User-space, Kernel-space, and System Calls
A module runs in kernel space, whereas applications run in user space. Processes running in user space also don't have access to the kernel space. User space processes can only access a small part of the kernel via an interface exposed by the kernel - the system calls.
Last update: 2022-06-04
Table of Content
User Space and Kernel Space#
A module runs in kernel space, whereas applications run in user space. This concept is at the base of operating system theory.
The role of the operating system, in practice, is to provide programs with a consistent view of the computer’s hardware. In addition, the operating system must account for independent operation of programs and protection against unauthorized access to resources. This nontrivial task is possible only if the CPU enforces protection of system software from the applications.

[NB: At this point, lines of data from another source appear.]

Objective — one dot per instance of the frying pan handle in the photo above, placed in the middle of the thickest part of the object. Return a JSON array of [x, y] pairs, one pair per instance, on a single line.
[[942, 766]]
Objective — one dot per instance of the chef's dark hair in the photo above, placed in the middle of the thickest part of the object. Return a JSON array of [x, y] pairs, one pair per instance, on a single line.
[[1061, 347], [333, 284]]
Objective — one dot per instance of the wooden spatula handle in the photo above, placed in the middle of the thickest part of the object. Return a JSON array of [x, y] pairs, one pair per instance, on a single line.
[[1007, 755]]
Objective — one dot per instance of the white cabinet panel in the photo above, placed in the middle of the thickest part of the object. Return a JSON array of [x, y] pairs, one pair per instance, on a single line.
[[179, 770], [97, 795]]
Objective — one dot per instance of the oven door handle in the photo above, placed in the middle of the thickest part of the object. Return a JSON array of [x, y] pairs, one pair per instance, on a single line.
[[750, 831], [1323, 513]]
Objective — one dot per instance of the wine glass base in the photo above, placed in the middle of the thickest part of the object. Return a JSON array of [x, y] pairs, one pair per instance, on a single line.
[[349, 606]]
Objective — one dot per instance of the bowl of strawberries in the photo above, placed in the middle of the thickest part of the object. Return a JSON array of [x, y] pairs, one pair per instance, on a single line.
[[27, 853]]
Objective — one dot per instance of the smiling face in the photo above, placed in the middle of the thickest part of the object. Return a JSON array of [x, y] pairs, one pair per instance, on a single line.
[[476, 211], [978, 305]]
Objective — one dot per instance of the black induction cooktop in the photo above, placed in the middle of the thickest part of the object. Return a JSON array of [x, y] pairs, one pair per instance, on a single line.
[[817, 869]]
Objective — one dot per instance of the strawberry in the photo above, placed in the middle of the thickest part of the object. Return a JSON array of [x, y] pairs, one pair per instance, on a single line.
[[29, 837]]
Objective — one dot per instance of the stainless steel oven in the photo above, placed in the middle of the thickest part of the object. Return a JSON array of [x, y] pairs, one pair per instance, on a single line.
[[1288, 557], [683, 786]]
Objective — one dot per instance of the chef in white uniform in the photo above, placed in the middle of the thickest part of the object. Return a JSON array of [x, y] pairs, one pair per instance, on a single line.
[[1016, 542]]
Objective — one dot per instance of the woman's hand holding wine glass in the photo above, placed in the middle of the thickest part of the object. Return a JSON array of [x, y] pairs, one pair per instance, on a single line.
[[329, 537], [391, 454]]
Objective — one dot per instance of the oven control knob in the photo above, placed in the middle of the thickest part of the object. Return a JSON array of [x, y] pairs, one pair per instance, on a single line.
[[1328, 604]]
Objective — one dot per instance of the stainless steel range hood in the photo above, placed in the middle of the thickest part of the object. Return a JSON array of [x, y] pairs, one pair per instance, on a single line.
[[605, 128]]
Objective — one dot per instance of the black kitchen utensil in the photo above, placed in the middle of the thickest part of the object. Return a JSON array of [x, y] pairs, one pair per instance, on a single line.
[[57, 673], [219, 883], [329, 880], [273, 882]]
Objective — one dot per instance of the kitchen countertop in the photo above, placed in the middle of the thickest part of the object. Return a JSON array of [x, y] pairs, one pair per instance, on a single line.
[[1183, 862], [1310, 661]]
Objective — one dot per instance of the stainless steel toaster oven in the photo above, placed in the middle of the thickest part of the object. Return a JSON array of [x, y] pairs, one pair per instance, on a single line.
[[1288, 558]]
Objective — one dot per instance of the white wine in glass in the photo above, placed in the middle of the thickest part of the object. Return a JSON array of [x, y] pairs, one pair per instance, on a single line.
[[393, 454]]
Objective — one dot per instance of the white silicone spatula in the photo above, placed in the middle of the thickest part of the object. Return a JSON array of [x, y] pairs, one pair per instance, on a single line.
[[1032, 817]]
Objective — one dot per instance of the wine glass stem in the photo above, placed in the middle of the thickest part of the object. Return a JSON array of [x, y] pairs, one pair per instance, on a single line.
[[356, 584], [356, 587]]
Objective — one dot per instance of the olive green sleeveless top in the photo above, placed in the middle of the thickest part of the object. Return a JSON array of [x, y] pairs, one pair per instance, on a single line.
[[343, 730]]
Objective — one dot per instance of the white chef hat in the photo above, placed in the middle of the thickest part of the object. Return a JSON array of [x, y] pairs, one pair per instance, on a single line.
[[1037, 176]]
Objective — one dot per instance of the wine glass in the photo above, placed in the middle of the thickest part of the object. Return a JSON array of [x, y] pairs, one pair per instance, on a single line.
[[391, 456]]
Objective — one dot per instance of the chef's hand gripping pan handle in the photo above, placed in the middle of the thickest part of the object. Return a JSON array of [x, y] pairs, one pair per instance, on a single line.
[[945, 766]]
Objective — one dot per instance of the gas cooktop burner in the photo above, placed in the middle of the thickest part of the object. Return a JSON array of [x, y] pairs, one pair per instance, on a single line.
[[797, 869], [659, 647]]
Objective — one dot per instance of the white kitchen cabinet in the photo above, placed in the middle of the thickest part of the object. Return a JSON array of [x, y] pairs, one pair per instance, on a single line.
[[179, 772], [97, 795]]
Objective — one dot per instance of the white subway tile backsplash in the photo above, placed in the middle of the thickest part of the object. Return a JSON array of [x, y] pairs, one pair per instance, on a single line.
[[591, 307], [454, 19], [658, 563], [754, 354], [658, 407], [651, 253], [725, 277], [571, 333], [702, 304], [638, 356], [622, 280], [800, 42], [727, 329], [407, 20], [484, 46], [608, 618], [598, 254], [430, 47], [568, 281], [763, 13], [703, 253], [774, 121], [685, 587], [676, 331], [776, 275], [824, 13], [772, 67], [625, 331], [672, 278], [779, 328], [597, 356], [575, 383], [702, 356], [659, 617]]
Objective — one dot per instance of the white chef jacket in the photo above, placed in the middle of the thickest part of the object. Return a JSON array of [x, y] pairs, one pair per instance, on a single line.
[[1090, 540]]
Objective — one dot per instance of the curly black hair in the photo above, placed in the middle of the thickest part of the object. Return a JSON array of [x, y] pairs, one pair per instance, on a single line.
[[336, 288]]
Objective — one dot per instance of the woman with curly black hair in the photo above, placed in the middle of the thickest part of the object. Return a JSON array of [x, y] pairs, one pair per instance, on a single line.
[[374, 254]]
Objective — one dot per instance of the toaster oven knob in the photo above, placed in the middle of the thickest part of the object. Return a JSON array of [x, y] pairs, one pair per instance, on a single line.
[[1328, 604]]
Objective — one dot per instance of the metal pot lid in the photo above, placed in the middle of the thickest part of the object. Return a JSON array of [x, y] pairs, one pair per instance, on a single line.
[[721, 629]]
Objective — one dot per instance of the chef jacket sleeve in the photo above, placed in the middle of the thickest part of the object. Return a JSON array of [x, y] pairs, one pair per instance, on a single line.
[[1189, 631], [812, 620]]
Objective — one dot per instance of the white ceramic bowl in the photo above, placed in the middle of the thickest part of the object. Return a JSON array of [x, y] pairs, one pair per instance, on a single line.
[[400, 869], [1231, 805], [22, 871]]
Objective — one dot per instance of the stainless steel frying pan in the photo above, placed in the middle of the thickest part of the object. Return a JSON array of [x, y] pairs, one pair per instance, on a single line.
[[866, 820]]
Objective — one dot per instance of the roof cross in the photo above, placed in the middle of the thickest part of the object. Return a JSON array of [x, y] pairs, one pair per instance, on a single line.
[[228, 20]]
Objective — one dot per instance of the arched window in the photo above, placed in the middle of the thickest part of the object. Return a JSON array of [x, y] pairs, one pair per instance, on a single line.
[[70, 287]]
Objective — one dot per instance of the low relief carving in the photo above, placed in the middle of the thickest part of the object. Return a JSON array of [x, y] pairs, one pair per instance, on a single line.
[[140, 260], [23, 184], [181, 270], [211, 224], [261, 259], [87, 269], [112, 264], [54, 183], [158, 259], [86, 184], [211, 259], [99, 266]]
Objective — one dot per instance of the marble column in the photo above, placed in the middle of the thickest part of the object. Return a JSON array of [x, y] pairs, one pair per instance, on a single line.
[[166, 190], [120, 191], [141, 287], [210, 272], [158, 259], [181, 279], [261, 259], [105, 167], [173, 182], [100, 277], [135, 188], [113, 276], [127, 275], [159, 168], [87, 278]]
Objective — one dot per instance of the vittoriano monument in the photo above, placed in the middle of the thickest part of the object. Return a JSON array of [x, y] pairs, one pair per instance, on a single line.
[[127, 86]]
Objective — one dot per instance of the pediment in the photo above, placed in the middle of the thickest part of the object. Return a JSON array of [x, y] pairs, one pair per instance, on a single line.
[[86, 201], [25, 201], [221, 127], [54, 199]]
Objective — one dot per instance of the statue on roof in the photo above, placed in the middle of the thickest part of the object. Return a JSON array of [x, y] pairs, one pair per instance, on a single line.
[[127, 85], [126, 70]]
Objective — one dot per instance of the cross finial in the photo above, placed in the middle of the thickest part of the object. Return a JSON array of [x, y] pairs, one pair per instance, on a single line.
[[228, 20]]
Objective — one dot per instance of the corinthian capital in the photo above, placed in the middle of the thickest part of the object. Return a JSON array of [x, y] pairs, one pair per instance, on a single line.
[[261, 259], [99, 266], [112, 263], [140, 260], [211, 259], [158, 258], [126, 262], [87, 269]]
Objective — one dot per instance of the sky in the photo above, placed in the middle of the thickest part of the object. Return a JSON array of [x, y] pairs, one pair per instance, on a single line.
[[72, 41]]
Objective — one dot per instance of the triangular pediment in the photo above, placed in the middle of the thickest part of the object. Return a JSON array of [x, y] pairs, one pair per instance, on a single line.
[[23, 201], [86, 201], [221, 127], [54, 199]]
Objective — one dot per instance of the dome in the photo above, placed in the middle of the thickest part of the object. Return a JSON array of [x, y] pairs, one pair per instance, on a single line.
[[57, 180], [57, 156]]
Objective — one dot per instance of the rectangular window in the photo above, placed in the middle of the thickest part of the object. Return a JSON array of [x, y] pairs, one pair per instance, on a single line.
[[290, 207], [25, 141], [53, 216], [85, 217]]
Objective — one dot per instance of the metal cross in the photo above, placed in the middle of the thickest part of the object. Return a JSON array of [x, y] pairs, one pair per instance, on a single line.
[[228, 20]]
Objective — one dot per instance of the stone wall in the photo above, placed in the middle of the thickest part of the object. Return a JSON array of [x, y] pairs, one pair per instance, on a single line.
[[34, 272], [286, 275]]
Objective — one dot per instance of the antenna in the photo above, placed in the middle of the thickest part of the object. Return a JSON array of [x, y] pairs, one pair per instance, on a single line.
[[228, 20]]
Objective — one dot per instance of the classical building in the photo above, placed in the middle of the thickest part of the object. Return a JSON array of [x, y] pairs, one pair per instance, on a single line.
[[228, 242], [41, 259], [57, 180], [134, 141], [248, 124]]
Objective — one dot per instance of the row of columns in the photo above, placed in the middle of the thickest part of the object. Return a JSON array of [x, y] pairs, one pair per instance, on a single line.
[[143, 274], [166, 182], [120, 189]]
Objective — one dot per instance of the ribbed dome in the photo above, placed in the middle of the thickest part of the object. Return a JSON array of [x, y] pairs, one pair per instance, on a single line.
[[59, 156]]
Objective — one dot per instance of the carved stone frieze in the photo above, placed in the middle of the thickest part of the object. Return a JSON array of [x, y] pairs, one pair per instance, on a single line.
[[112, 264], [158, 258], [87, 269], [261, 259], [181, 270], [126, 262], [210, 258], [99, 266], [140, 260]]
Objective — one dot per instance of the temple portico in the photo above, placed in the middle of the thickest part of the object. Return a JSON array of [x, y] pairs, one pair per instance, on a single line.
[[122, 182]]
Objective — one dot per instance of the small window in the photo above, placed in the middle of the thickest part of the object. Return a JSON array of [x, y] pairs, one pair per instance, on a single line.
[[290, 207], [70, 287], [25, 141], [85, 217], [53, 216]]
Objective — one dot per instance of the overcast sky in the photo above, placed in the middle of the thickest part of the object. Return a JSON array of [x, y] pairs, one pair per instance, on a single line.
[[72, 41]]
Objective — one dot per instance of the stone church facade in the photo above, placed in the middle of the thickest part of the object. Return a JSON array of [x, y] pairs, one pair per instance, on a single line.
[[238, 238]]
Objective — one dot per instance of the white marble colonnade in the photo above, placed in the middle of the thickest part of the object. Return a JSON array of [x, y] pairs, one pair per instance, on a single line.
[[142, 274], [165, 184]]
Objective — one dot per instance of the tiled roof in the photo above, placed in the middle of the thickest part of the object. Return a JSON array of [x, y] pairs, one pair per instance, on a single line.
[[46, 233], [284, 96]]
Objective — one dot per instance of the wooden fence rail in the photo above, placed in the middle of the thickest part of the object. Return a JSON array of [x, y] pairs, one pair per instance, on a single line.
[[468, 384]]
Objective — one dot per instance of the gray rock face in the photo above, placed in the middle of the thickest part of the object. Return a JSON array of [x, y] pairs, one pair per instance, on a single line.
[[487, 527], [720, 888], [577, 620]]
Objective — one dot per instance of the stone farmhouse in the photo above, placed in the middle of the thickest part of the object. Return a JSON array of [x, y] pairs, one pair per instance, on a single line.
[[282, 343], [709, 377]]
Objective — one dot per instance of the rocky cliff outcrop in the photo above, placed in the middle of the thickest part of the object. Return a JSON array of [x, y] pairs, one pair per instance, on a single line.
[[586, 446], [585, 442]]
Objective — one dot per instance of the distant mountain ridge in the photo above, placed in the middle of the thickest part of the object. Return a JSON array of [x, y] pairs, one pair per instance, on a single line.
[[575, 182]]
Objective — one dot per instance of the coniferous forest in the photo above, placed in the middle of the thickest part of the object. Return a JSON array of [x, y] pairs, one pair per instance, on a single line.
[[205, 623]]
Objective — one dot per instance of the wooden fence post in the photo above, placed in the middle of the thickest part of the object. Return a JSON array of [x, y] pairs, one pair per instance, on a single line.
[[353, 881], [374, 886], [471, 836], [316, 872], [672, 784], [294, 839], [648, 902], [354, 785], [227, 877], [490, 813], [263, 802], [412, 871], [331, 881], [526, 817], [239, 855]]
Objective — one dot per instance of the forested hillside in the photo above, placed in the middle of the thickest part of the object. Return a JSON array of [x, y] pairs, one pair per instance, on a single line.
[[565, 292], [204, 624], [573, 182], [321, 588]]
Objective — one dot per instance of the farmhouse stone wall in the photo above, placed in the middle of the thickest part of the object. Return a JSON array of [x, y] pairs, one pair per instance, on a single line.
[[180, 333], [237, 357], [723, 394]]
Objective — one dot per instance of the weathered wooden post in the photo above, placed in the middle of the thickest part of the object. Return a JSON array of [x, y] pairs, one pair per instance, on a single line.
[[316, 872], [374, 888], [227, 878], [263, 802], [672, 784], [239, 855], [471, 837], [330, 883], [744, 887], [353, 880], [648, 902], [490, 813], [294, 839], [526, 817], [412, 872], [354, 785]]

Every modern processor is able to enforce this behavior. The chosen approach is to implement different operating modalities (or levels) in the CPU itself. The levels have different roles, and some operations are disallowed at the lower levels; program code can switch from one level to another only through a limited number of gates.
Unix systems are designed to take advantage of this hardware feature, using two such levels. All current processors have at least two protection levels, and some, like the x86 family, have more levels; when several levels exist, the highest and lowest levels are used. Under Unix, the kernel executes in the highest level (also called supervisor mode), where everything is allowed, whereas applications execute in the lowest level (the so-called user mode), where the processor regulates direct access to hardware and unauthorized access to memory.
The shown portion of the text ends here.